The director of the Department of STI, HIV / AIDS and Viral Hepatitis of the Ministry of Health, Adele Benzaken, explains that the biggest challenge of the Plan is to carry out the search for people who, although diagnosed are not in treatment and those who have not yet been diagnosed . “Hepatitis C is a silent disease. Many people have hepatitis C virus and do not have any symptoms, so diagnosing and treating these people as quickly as possible is essential for their quality of life and also for public health”, the director emphasized.

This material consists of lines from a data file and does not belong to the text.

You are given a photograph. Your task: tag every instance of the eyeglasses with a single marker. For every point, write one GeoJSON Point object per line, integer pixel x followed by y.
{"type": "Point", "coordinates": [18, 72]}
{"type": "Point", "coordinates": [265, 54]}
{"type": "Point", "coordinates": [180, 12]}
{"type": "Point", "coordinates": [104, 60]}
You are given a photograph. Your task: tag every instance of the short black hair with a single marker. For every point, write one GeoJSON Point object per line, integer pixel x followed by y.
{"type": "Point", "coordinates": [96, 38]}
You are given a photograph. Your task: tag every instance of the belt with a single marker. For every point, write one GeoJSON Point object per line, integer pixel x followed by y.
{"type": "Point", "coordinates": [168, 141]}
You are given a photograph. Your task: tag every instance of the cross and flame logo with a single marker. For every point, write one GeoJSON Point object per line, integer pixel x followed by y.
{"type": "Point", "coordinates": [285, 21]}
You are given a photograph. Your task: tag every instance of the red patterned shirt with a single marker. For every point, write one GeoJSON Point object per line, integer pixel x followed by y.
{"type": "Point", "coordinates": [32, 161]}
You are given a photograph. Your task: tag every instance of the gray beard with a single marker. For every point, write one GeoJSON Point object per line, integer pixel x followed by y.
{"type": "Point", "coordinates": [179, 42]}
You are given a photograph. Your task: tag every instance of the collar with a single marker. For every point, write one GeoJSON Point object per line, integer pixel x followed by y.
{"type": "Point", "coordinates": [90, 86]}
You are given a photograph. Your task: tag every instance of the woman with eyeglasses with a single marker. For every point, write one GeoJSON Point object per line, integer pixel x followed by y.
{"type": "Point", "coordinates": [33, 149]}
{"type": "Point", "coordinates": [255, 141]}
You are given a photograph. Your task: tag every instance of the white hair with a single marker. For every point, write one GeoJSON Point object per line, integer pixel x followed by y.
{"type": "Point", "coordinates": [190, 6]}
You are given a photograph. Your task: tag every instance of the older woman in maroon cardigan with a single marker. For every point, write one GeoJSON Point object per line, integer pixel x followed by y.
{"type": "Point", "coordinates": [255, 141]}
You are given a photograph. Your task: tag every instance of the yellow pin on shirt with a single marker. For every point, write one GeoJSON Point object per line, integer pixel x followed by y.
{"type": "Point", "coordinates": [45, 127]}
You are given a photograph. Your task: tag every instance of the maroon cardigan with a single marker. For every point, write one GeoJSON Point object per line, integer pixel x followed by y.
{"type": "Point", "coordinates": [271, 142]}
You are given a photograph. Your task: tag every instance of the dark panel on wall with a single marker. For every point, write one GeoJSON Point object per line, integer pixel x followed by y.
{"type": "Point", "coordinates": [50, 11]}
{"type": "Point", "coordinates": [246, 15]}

The treatment, currently available in the SUS, allows more than 90% chance of cure and is offered to all patients with hepatitis, regardless of the degree of liver damage. Since 2015, 76,500 patients have been treated. To meet the goals of the new plan, the Ministry of Health is in the process of acquiring 50,000 new treatments.

The elimination plan is aligned with the goals of the World Health Organization (WHO), the goal is to treat 19,000 people this year, and from 2019, 50,000 patients per year by 2024. From 2025, this number to be 32 thousand new treatments per year. Thus, it is expected to reduce hepatitis C mortality by 65% by 2030.

In the area of diagnosis, 24,400 people with hepatitis C were notified in 2017. By 2030, the goal is to increase diagnosis and treatment to reduce the number of new cases by 90%. By 2018, the goal is to diagnose 30,000 people in 2018 and, from 2019, 40,000 a year by 2030. To increase the diagnosis, the Ministry of Health distributed 12 million tests in 2017; of these, 9 million were for hepatitis C. The goal is to test for 100% of the priority public hepatitis C by 2030.

The Secretary of Health Surveillance, Osnei Okumoto, stressed that besides the assistance, the Ministry of Health is also investing in communication for social networks. “From today we are launching a video on the social networks with the chef Henrique Fogaça, which creates doubts about the prevention of hepattes in general, so that we will reach this young audience.”